The Open Handset Alliance is an impressive group of 33 large corporations that Google has brought together to support an entirely open format of mobile computing. The combination of all these corporations and their combined resources, coupled with the momentum and speed at which the Open Source model can be employed, means that we will see the rate of change increase substantially when it comes to mobile technology. There are several reasons and benefits to Google going this route — the company is not supporting free and open software out of strictly moral or altruistic reasons. Its embrace of Open Source fits right into its existing business strategy. Google's business model is based on advertising. This new mobile platform allows it to integrate both its online services as well as its advertising system into each device that is created using this technology.
Google has struck deals with all the carriers in the Alliance to share advertising revenue. By helping to create and maintain free software and free technology, Google will undercut its competition and use advertising, which is its strength, as the basis for generating revenue, thereby shifting the wireless industry from a usage-based subscription payment system to one in which service is usage-free and subsidized by advertising. The business model of the internet is all about leveraging the wisdom and power of the masses. In adopting an open source model of development, Google ensures that the internet community will do the heavy lifting, creating and inventing imaginative new applications to run on this platform. Innovation also works in unpredictable ways and often the most successful ventures come from amateurs and people outside of the traditional centres of power. Thus by using an open system, Google increases its proximity to the sources of new ideas and potential uses of its mobile platform in original and creative ways.

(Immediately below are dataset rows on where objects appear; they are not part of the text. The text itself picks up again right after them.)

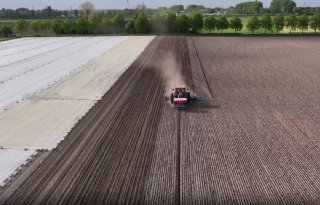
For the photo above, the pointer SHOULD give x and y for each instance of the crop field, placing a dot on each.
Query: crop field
(261, 145)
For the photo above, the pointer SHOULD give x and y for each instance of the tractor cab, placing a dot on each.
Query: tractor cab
(180, 97)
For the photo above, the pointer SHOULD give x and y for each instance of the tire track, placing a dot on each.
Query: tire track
(89, 166)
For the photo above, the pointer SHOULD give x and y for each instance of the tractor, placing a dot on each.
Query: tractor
(181, 97)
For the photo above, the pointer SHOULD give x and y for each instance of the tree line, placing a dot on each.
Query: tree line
(95, 23)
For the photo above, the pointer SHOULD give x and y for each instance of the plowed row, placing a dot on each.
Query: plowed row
(260, 147)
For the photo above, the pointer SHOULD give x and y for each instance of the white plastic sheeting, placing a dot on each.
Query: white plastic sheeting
(42, 121)
(11, 160)
(40, 62)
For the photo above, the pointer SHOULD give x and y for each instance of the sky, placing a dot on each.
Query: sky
(121, 4)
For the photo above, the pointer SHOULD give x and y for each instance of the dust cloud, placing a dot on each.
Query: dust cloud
(171, 70)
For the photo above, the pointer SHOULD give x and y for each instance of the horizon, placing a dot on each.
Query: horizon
(123, 4)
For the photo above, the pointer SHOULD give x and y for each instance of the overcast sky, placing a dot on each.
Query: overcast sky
(121, 4)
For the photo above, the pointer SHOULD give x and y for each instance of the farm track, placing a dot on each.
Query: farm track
(260, 147)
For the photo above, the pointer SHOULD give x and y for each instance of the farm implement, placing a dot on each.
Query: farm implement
(181, 98)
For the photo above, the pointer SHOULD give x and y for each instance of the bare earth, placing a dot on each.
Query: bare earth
(260, 147)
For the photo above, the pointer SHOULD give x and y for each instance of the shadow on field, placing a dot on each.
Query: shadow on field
(203, 106)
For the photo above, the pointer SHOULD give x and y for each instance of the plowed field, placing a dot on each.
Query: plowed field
(260, 146)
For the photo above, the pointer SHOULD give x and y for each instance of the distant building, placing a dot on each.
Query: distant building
(141, 6)
(22, 12)
(311, 10)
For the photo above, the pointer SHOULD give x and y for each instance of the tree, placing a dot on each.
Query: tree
(253, 24)
(129, 27)
(278, 23)
(183, 24)
(197, 22)
(82, 26)
(45, 25)
(266, 23)
(118, 22)
(315, 22)
(57, 26)
(210, 24)
(36, 26)
(222, 23)
(157, 23)
(195, 8)
(6, 31)
(303, 22)
(95, 21)
(236, 24)
(248, 7)
(141, 24)
(21, 25)
(177, 8)
(86, 9)
(291, 23)
(282, 6)
(170, 22)
(68, 26)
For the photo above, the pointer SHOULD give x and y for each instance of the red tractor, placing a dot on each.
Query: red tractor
(181, 97)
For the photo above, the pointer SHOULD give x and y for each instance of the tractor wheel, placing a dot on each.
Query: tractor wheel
(188, 97)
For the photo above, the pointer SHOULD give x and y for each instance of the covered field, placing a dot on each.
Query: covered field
(261, 146)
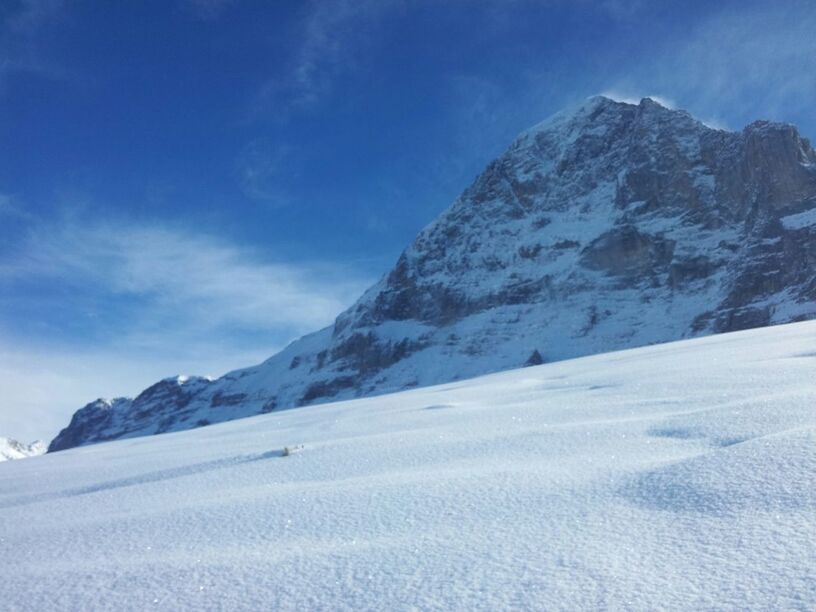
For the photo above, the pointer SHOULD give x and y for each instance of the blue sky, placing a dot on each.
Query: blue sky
(187, 185)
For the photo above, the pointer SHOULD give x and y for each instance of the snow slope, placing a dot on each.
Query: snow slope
(12, 449)
(677, 476)
(606, 227)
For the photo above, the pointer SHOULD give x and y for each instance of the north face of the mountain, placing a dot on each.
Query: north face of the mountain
(611, 226)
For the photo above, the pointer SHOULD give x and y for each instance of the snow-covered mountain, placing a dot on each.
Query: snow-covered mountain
(670, 477)
(609, 226)
(12, 449)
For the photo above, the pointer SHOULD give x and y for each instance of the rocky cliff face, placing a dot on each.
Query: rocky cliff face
(607, 227)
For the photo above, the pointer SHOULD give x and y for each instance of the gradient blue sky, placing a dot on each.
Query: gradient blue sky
(187, 185)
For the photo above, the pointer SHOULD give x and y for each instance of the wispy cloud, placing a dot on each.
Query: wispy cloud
(207, 10)
(11, 208)
(167, 301)
(21, 29)
(328, 42)
(737, 63)
(211, 282)
(263, 170)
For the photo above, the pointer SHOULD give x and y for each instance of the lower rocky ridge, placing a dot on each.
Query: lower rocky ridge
(618, 226)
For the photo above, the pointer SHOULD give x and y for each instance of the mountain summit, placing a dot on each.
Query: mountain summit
(611, 226)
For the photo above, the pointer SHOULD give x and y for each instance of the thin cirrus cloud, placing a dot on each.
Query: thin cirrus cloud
(208, 281)
(174, 302)
(748, 64)
(21, 32)
(329, 38)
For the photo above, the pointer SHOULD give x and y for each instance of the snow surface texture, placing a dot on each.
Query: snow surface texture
(12, 449)
(678, 476)
(607, 227)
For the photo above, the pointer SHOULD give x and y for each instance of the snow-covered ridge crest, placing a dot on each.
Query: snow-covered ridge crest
(610, 226)
(12, 449)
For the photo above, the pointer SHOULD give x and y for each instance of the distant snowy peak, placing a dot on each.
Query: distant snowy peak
(608, 226)
(12, 449)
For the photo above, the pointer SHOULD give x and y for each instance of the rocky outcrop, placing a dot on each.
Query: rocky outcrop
(610, 226)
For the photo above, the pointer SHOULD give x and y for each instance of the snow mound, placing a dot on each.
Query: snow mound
(12, 449)
(677, 476)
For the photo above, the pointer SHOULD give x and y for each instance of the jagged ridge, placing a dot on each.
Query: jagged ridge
(610, 226)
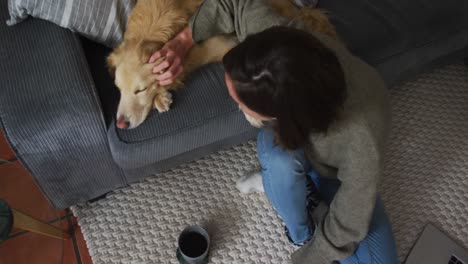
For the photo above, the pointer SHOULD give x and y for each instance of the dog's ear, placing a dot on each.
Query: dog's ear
(147, 48)
(112, 61)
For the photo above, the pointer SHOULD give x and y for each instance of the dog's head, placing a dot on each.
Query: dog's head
(135, 80)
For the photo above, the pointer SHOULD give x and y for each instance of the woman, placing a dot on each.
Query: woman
(326, 118)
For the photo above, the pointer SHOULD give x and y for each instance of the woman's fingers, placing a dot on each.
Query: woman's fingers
(158, 54)
(172, 72)
(165, 64)
(169, 81)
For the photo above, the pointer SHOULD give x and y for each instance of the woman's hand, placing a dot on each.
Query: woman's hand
(174, 53)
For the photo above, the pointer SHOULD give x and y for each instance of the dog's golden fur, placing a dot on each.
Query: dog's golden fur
(153, 23)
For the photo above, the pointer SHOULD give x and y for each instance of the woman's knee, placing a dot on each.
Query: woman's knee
(279, 164)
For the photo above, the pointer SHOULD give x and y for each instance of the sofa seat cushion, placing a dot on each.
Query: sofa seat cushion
(202, 114)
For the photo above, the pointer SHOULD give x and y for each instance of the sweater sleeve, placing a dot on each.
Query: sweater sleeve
(242, 17)
(342, 226)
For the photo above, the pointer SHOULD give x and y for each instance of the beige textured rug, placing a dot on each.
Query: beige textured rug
(425, 180)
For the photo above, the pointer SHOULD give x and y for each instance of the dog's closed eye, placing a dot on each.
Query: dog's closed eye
(142, 90)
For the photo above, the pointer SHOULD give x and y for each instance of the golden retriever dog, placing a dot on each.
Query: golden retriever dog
(153, 23)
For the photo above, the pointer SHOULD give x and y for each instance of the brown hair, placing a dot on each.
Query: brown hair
(288, 74)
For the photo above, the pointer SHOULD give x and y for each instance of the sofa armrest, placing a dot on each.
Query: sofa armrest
(51, 113)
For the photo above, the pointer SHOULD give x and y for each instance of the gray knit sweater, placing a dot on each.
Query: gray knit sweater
(351, 151)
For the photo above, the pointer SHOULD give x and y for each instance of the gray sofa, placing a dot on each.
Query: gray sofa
(57, 101)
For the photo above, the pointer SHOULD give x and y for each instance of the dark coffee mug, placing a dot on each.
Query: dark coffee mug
(193, 246)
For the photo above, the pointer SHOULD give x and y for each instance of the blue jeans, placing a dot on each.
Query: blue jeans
(285, 178)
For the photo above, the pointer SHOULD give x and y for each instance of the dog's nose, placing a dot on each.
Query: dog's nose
(122, 123)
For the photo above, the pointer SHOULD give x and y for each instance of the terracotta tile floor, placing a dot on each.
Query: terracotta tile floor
(18, 189)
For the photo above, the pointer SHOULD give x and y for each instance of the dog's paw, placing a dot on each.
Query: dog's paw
(163, 102)
(251, 182)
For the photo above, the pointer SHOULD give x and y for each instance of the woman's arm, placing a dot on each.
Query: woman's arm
(342, 226)
(241, 17)
(214, 17)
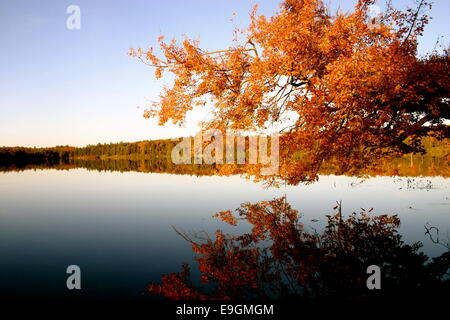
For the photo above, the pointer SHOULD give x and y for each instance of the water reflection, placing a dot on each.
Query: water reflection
(414, 166)
(280, 258)
(115, 221)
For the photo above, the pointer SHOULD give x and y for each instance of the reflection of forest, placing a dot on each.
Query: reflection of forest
(407, 166)
(280, 258)
(155, 156)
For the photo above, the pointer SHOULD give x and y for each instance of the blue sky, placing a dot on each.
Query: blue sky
(77, 87)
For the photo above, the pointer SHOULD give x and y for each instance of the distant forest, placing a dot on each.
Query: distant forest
(154, 155)
(56, 155)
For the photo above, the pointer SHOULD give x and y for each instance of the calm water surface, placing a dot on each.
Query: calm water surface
(118, 226)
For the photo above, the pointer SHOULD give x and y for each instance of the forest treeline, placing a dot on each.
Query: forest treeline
(154, 156)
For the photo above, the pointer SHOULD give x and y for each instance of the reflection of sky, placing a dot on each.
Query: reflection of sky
(117, 226)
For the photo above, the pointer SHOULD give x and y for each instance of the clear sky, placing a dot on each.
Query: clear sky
(77, 87)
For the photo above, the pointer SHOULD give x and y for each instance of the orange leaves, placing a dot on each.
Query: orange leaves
(341, 89)
(227, 217)
(279, 258)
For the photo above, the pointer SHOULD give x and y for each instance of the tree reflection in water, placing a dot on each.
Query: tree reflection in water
(280, 258)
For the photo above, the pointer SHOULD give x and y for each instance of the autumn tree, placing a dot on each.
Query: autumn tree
(281, 258)
(338, 86)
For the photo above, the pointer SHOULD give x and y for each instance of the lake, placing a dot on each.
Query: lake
(118, 226)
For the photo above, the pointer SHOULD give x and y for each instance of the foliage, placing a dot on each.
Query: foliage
(279, 258)
(341, 88)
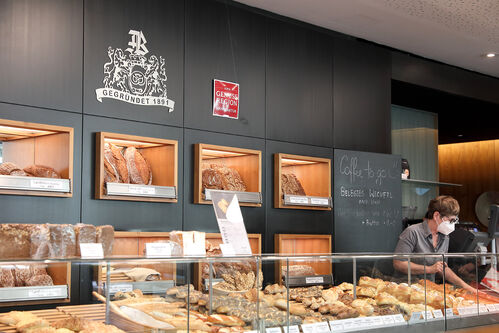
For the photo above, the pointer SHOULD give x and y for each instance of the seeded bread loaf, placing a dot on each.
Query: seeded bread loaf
(105, 235)
(138, 168)
(41, 171)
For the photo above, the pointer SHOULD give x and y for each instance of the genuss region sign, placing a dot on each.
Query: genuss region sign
(225, 99)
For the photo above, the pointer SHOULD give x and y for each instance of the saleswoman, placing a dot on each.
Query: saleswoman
(431, 237)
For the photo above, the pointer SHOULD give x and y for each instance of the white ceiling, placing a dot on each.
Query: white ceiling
(456, 32)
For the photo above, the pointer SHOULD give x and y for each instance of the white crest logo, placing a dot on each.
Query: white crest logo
(134, 78)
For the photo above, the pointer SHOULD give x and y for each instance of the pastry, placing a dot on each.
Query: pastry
(117, 165)
(138, 168)
(291, 185)
(41, 171)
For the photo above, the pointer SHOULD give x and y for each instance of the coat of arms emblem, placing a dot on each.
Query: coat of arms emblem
(131, 77)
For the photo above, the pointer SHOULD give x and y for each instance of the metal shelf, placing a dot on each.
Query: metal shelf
(428, 182)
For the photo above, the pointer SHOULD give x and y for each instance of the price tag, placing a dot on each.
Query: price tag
(319, 201)
(336, 326)
(227, 250)
(292, 329)
(437, 314)
(158, 250)
(314, 279)
(322, 327)
(45, 292)
(135, 189)
(123, 287)
(46, 184)
(91, 250)
(298, 200)
(398, 319)
(307, 328)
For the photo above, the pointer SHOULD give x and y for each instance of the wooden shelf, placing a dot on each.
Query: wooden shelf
(247, 162)
(26, 144)
(61, 276)
(290, 244)
(314, 174)
(162, 157)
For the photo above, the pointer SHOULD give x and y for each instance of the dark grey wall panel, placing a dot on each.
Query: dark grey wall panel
(362, 116)
(107, 24)
(299, 85)
(450, 79)
(292, 221)
(202, 217)
(41, 57)
(127, 215)
(226, 43)
(33, 209)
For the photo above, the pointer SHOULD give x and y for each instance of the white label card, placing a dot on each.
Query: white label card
(36, 293)
(123, 287)
(314, 279)
(298, 200)
(158, 250)
(135, 189)
(46, 184)
(91, 250)
(319, 201)
(292, 329)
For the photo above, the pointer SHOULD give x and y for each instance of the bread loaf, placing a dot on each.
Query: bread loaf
(291, 185)
(84, 233)
(138, 168)
(40, 239)
(15, 240)
(41, 171)
(62, 240)
(105, 235)
(115, 159)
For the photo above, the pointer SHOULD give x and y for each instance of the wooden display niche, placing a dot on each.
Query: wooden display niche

New battle linesIt's also worth pointing out that this is the operating system that Google will use to compete with Microsoft and to a lesser extent Apple.
For that matter, almost all of the companies in the Open Handset Alliance share in common with Google the need to compete with Microsoft, Apple, Nokia, Palm, and Research in Motion — the reigning titans of the wireless industry. This allows them to play both sides, making sure one dominant player does not emerge, as it did with Microsoft in the personal computing market.
Certainly trends in Japan have signalled that the age of the personal computer is coming to an end, as for the last five consecutive quarters, PC sales in the country have declined. The computational power of phones and gaming systems are such today that you really don't need a desktop or laptop computer to do a lot of traditional "computing" work anymore.
Increasingly phones are becoming control devices that allow media to be moved from the internet to television, hopefully one day replacing all the remote controls for home entertainment that become lost in between the cushions.
What used to be a personal computer is increasingly becoming a dumb terminal, just a keyboard and monitor to allow us to connect to the larger network that houses our data and applications.
Everyone who has a BlackBerry already knows the feeling of always being connected and being able to surf the web from the palm of your hand.
The vanguard of technology users who have started using the iPhone also know and see the potential of having your computer in your pocket.
Now with Google putting its muscle into the mix, expect a whole new set of mobile devices and applications to emerge, each pushing us further into the new world of social network computing.